"In these times of intensified fascism - marked by racist anti-trans violence and further abandonment by liberal politicians - it's harder to know where to find anything other than despair without her here. A freedom fighter and glamour gurl until the end, Major is probably most famous for being a survivor of the 1969 anti-police uprising at New York's Stonewall Inn. However, for those fortunate enough to inhabit her orbit, she's a mother and mentor who held on to us when others threw us out."
"In the 1970s she spent three years upstate in Dannemora prison, where she was politicized by Frank "Big Black" Smith, who was transferred there after he helped organize the 1971 uprising at Attica. His "all of us or none" mentality stayed with her, and in her public speeches she often wove in remarks about international struggles like Palestinian liberation and the demand for justice for Jennifer Laude, a Filipina sex worker murdered by a U.S. marine."
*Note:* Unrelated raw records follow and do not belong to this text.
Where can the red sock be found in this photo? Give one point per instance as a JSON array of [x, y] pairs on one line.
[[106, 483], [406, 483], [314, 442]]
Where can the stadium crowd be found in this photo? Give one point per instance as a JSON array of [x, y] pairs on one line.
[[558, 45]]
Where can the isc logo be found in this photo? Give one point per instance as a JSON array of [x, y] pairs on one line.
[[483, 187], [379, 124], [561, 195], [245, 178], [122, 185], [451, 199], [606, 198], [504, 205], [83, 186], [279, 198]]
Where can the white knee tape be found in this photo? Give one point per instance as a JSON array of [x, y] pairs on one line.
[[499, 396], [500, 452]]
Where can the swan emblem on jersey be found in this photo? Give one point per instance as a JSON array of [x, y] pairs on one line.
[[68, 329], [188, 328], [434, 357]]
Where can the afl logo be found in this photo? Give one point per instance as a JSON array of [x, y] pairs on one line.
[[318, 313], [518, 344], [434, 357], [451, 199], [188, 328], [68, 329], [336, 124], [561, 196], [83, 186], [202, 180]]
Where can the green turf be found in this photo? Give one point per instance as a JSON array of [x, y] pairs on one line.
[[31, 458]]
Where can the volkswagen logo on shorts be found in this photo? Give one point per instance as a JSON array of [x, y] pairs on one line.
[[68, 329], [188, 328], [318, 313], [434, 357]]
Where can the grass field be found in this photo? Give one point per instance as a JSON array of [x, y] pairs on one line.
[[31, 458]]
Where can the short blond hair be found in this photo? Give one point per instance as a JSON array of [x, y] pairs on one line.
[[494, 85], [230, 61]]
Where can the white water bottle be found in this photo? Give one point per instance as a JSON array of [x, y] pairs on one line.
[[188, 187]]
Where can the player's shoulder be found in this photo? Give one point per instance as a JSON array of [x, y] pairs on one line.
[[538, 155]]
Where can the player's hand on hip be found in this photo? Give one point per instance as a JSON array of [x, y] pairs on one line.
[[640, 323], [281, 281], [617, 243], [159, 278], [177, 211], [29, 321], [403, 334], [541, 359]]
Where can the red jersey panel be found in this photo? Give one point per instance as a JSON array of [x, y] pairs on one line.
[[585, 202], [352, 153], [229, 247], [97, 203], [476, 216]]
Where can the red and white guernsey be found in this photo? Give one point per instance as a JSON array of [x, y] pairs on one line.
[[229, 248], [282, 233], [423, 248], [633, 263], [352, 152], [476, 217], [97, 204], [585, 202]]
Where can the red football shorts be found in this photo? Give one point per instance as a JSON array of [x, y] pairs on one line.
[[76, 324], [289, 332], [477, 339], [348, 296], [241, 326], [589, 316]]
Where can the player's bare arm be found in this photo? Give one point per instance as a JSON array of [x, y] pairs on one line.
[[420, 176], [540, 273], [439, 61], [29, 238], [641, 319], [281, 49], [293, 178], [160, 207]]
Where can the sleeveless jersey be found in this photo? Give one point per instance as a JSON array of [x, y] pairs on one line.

Miss Major Griffin-Gracy was a Stonewall survivor, freedom fighter, and steadfast mentor to transgender and gender-expansive people. She began transitioning in Chicago, obtaining hormones through informal networks, then moved to New York to perform with and follow the Jewel Box Revue while surviving sex work, unstable housing, hospital stays, and Rikers. She served three years in Dannemora prison, where Frank Big Black Smith politicized her with an all of us or none mentality. She linked local struggles to international causes such as Palestinian liberation and justice for Jennifer Laude, and she advocated for decriminalizing sex work and excluding police from Pride and similar spaces.